The new technology allows the patient who had lost movement in his legs to stand, walk and climb stairs.

“Last week, there was something that needed to be painted, and there was nobody to help me,” said Gert-Jan Oskam, a 40-year-old Dutchman who has been a quadriplegic for twelve years. “So I took the walker and the paint, and I did it myself while I was standing.” It is not science fiction, like the technology that allows Jake Sully to embody another body in “Avatar” or that regenerates damaged neurons in Ted Chiang’s “Understand.” A scientific breakthrough, dubbed the “brain-computer interface,” has restored Oskam’s brain control over his feet.

Dreaming of walking again

After a cycling accident in China, the Dutch logistics coordinator lost all movement in his legs and partially lost movement in his arms. The doctors then told him that he should not expect any movement other than being able to scratch his nose.

Oskam improved the mobility of his arms through years of traditional rehabilitation. Recovery was intense: in addition to physiotherapy sessions, he worked out in the gym and played wheelchair rugby, he told the NGO Wings for Life World Run.

But that was not enough for him, “Normal training just won’t get you to the level of walking you dream of,” he told the nonprofit. Therefore, in 2017, he targeted an experimental treatment that had already returned movement to rats and monkeys.

A “digital bridge”

“We have created a wireless interface between the brain and the spinal cord using brain-computer interface (BCI) technology that transforms thought into action,” explained the Professor of Neuroscience Grégoire Courtine. In other words, they created a “digital bridge.

The accident Oskam suffered severed the connection between his brain and spinal cord, which controls the movement of the legs. Both work, but the walking command issued by the brain does not reach the nerves below the injury. The brand new “digital bridge” reconnects them.

Implants detect electrical activity in the patient’s cortex - the brain's outer layer - when thinking about walking. This signal is transmitted wirelessly to a computer inside a backpack carried by the patient. Then, the computer sends the information to electrodes in the spinal cord, which communicate the command to walk.

All this paraphernalia allows Oskam to stand, walk and climb stairs: it is summarized under the name brain- computer interface (BCI). 

The future is now

“There is still room for other areas of research that could help improve outcomes for these types of problems,” neuroscientist Anna Leonard of the University of Adelaide told Nature. According to her, the technology could be used to recover other functions of the human body, such as bladder and bowel control.

Or it could master the mouse, the keyboard or the telephone just by thinking about it, as Neuralink, the neurotechnology company owned by Elon Musk, intends to do. The company recently received clearance from the Food and Drug Administration (FDA) to perform studies of its brain implants in humans.

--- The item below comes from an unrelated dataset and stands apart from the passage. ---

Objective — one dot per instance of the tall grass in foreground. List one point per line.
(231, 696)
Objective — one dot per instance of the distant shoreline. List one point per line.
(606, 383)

However, some voices warn about the risks of some of these implants. From unintentional damage to the brain to cyberattacks, in the case of brain stimulation devices. But in Oskam’s eyes, the foresight for this technology is more mundane and immediate: “I want to use it for my daily life,” he stated in a video released by the University Hospital of Lausanne, where he also shared:

For the first time after ten years to stand up and have a beer with my friends, that was pretty cool.